BEIJING — In March, nine political science students at Cal Poly in Pomona wrote to China's Communist Party chief, Jiang Zemin, posing an array of questions about the society and politics of China. On June 11, Jiang replied. It should not, of course, be surprising to find both the studied absence of truth and the bald display of reality in Jiang's letter.
The truths Jiang denies are manifold: the machine-gunning of unarmed protesters on the streets of Beijing; the collapse of the party's legitimacy in much of the country; the failure of socialist planning as a tool for economic development; the extraordinary growth of the country's fledgling, and now suspect, private sector. His insistence that the "incident" of June 4 "is now behind us" borders on the grotesque; so seared in the minds of Chinese is last year's slaughter that it is now talked of as a seminal event in China's 20th-Century history.

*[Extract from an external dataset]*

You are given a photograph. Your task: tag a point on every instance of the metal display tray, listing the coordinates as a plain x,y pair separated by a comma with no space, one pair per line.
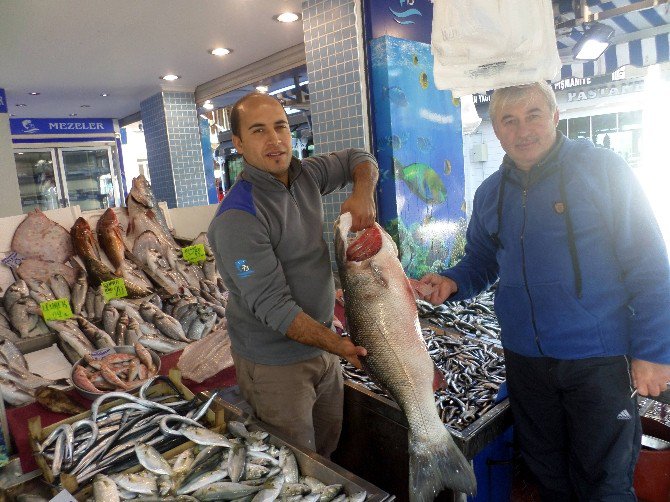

Then there are the realities. Jiang makes it quite clear that he foresees only a China led by the Communist Party down a road of socialism. In his world, there is only "socialist democracy" (read: no democracy), socialist development (read: continued poverty and corruption) and "letting a hundred flowers bloom and a hundred schools of thought contend" (read: no freedom of thought, no freedom of expression, no freedom of speech).
Following is an excerpt of Jiang's letter. \f7 --Edward A. Gargan Council on Foreign Relations
Last year's disturbances in Beijing were by no means spontaneous. There were indeed a handful of people, both inside and outside China, who attempted to overthrow the constitutional people's government and the socialist system in China through unlawful means and by exploiting the student unrest and the errors and problems in our work . . . . Protecting the socialist system was the fundamental reason why we resolutely quelled the disturbances and rebellion . . The incident is now behind us, and we believe that its impact will recede before long. To realize the modernization of China, it is essential for the Chinese people to work hard. China's social system guarantees the workers, peasants and intellectuals the full right to determine their own destiny by participating in the administration of state and social affairs as citizens of the country and society. They enjoy the right to democracy and freedom as provided for by the constitution and law, enjoy the fundamental human rights as protected by the constitution and laws, and have the opportunity and channels to express their views fully, including differing opinions. To enliven and enrich science and culture, we have all along implemented the policy of "letting a hundred flowers bloom and a hundred schools of thought contend." We have encouraged constructive discussions and contention among different schools of thought and artistic views. Of course, we do not tolerate activities carried out by a tiny number of people to subvert China's socialist system, or give them "freedom" to break the law.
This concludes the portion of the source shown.